Now what about what lies ahead of us? “Prediction is very difficult, especially about the future”, as Niels Bohr said (or maybe it was Yogi Berra?). Simonton is quite aware of that, and he wittily concludes his piece: “It takes only one new scientific genius to prove me wrong.” Actually, many comments on the Nature website pointed this weakness out. On that topic I’d like to quote another scientific genius, François Jacob, from his very nice book “Of flies, mice and men” (1998), p. 12:
“Yet science is also unpredictable. Research is an endless process; we can never say how it will evolve. Unpredictability is part of the very nature of the scientific enterprise. If what we are going to find out is truly new, then it is by definition something we cannot know in advance. There is no way to say where a given field of research will lead. This is why we cannot choose certain aspects of science and reject others.”

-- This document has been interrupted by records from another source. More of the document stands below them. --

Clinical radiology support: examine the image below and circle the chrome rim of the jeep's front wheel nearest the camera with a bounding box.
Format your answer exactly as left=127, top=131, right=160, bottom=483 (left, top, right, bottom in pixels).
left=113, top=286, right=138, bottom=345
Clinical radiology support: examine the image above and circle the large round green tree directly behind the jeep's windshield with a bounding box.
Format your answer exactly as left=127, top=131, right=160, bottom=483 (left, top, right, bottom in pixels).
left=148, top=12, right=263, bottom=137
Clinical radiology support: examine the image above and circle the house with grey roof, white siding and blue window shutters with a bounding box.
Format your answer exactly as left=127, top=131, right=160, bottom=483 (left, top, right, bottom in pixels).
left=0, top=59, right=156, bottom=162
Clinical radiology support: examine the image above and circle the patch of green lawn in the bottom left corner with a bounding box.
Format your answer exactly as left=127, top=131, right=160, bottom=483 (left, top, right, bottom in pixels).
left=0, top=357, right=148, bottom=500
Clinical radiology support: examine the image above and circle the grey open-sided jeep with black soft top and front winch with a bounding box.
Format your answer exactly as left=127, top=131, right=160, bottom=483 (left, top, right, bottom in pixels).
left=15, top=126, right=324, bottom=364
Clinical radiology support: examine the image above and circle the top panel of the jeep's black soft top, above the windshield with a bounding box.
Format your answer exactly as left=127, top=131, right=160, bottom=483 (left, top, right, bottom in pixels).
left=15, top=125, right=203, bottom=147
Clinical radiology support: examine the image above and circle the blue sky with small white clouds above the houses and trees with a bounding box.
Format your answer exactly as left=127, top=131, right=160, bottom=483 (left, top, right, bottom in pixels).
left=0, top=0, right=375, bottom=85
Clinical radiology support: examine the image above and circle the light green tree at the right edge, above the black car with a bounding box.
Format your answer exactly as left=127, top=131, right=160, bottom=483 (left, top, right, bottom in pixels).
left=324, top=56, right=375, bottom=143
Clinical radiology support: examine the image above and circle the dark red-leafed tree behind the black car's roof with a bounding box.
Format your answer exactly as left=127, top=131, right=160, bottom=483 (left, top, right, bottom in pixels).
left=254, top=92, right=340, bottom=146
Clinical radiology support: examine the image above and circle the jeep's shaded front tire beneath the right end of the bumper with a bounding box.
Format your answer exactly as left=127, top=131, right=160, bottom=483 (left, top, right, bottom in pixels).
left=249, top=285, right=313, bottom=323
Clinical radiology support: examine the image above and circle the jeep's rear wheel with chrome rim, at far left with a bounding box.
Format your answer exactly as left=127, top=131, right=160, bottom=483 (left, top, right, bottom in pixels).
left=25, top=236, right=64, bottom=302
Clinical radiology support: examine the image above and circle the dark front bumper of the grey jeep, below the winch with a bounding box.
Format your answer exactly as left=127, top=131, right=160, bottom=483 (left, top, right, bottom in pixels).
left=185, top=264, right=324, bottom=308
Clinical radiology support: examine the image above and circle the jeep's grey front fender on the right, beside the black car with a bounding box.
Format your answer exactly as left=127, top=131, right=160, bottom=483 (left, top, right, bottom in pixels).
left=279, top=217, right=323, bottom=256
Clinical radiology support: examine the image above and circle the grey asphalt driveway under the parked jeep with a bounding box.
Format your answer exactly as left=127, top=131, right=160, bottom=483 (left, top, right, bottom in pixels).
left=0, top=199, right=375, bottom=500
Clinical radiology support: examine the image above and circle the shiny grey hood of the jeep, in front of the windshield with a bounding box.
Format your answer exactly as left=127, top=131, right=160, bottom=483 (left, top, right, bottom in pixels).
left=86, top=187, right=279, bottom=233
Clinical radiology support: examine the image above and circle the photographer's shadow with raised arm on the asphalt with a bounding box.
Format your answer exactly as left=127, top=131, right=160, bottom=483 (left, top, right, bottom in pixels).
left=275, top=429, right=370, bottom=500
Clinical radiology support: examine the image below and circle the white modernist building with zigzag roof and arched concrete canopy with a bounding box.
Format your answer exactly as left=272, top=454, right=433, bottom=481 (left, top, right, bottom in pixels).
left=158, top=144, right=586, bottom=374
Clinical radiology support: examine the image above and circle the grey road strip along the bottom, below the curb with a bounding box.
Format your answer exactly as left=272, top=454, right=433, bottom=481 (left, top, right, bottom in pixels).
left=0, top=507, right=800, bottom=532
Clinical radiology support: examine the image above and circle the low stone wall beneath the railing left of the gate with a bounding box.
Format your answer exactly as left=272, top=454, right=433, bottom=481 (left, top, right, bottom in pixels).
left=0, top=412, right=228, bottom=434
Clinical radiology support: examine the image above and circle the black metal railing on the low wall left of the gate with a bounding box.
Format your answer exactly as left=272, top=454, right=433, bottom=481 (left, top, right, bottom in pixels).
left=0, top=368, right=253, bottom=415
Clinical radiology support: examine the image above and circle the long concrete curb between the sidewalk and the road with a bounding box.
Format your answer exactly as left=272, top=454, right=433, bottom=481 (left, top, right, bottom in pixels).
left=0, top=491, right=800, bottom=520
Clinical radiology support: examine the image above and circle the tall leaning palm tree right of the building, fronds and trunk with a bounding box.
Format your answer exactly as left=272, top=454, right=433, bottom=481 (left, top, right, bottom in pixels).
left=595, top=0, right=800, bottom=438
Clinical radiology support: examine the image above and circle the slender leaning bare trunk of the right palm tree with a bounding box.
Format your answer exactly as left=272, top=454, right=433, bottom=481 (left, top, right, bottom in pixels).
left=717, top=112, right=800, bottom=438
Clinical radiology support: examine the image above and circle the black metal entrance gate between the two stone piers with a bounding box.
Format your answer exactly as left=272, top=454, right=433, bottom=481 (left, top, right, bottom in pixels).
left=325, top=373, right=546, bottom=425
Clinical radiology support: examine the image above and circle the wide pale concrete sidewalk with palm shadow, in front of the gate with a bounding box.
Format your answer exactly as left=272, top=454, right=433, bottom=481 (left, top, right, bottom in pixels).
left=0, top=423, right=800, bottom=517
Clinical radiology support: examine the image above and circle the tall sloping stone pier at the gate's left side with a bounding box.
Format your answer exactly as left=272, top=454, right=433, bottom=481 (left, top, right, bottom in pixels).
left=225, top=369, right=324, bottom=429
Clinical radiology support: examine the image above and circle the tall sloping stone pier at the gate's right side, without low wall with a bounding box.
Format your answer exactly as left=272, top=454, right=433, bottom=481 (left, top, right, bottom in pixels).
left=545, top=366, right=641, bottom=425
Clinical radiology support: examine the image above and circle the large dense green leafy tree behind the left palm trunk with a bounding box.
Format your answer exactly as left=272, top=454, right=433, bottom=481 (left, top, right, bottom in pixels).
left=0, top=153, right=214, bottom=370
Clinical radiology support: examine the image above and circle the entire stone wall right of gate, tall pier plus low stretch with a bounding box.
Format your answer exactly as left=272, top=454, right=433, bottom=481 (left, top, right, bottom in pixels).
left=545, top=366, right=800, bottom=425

This said, I think Simonton is right to emphasize that today’s science is different from that of Einstein at the beginning of the twentieth century. We live in the era of ‘Big Science’, which favors large science projects that have carefully planned timetables and outputs (the Large Hadron Collider is a paramount example). In this type of projects, little is left to unknown and risky fields. Most national research agencies, however, are aware of this and fortunately still provide funding for more exploratory science. So I agree that the situation is unique to our time. Nevertheless, I’m tempted to say that science at any time is different from the science of the past. Look for instance at what Bertrand Russell wrote in his essential book “The Scientific Outlook” (1931), p. 38:
“The rate of progress in science nowadays is much too great for such works as Newton’s Principia, or Darwin’s Origin of Species. Before such a book could be completed, it would be out of date. In many ways this is regrettable, for the great books of the past possessed a certain beauty and magnificence which is absent from the fugitive papers of our time, but it is an inevitable consequence of the rapid increase of knowledge, and must therefore be accepted philosophically.”
In that sense, Einstein (Russell’s contemporary) was a very different genius from the likes of Darwin or Newton. For this reason, we should not wait for a new Einstein to come, but rather look forward to someone, or something, radically different.